= Kállai kettős (Ligeti) =

Vocal composition by György Ligeti

Kállai kettős, also referred to in English as Double-Dance from Kálló, Kálló Two-Step, Two Folksongs, or its French form Kálló's pas de deux, is an early vocal composition by Hungarian composer György Ligeti. It was composed in 1950 and is one of Ligeti's collections of Hungarian pieces which the composer himself conceived as a whole.

== Composition ==

Kállai kettős was written in 1950, when Ligeti was still living in Hungary. It was never given a formal premiere, though it was published by Schott Music in 1952. It was written during a repressive Stalinist era in Hungary, and Ligeti later commented on one of the early performances of the piece:

József Gát, an outstanding piano teacher and choral director, asked me for a folksong arrangement for 'his choir', in 1950, without telling me what 'his choir' was called. He probably didn't wish to embarrass me and I thought nothing of it at the time. A few weeks later I was summoned by the state security (called ÁVÓ in Hungary).
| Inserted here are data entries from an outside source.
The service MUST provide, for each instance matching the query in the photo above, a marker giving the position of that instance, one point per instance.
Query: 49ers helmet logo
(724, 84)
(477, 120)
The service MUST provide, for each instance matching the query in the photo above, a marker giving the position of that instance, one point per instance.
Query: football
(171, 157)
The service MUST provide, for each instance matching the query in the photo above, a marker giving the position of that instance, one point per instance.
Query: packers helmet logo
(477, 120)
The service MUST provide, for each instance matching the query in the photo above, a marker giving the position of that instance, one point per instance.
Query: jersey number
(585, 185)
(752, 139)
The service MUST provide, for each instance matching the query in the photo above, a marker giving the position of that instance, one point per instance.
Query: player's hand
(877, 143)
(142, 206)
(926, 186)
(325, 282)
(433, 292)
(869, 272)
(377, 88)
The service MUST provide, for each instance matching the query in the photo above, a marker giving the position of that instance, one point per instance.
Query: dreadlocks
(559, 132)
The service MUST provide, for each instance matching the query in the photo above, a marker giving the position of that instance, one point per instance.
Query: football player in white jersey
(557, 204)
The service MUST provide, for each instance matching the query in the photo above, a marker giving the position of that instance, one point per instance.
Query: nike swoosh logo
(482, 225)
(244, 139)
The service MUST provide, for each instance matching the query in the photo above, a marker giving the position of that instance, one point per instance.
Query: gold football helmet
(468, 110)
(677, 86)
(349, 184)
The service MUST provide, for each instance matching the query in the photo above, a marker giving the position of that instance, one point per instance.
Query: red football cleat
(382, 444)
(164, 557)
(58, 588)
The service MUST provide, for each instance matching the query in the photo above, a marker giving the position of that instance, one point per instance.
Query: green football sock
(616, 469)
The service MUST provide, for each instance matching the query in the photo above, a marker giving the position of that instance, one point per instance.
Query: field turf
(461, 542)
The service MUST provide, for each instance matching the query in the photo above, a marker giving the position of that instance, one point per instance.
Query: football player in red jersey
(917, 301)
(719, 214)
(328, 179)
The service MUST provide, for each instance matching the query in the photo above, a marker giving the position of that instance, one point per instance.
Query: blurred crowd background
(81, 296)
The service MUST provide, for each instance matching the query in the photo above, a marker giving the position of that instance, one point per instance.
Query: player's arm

At the stipulated time I had to report to the ÁVÓ headquarters at the infamous Andrássy út 60. I was led into an auditorium where József Gát and about fifty women and men were assembled, dressed in the state security uniform of the armed border troops. They sang my work.
— György Ligeti

Some of Ligeti's other early vocal compositions are also based on Hungarian folksongs, such as Bujdosó and Mátraszentimrei dalok. He was very interested in adapting and arranging Hungarian traditional music in his own style, as Béla Bartók had also been.

== Analysis ==

This two-movement composition, about three minutes long altogether, is an arrangement of two traditional dancing songs from the Kálló area in Hungary, scored for a mixed choir of sopranos, altos, tenors, and basses. Ligeti directs that there be no break between the movements, which are:

- 1. Felülről fúj az őszi szél [Andante]
- 2. Eb fél, kutya fél [Allegro molto]

The text has been translated into English by Laurie Anne McGowan as an adaptation, that is, not for performance.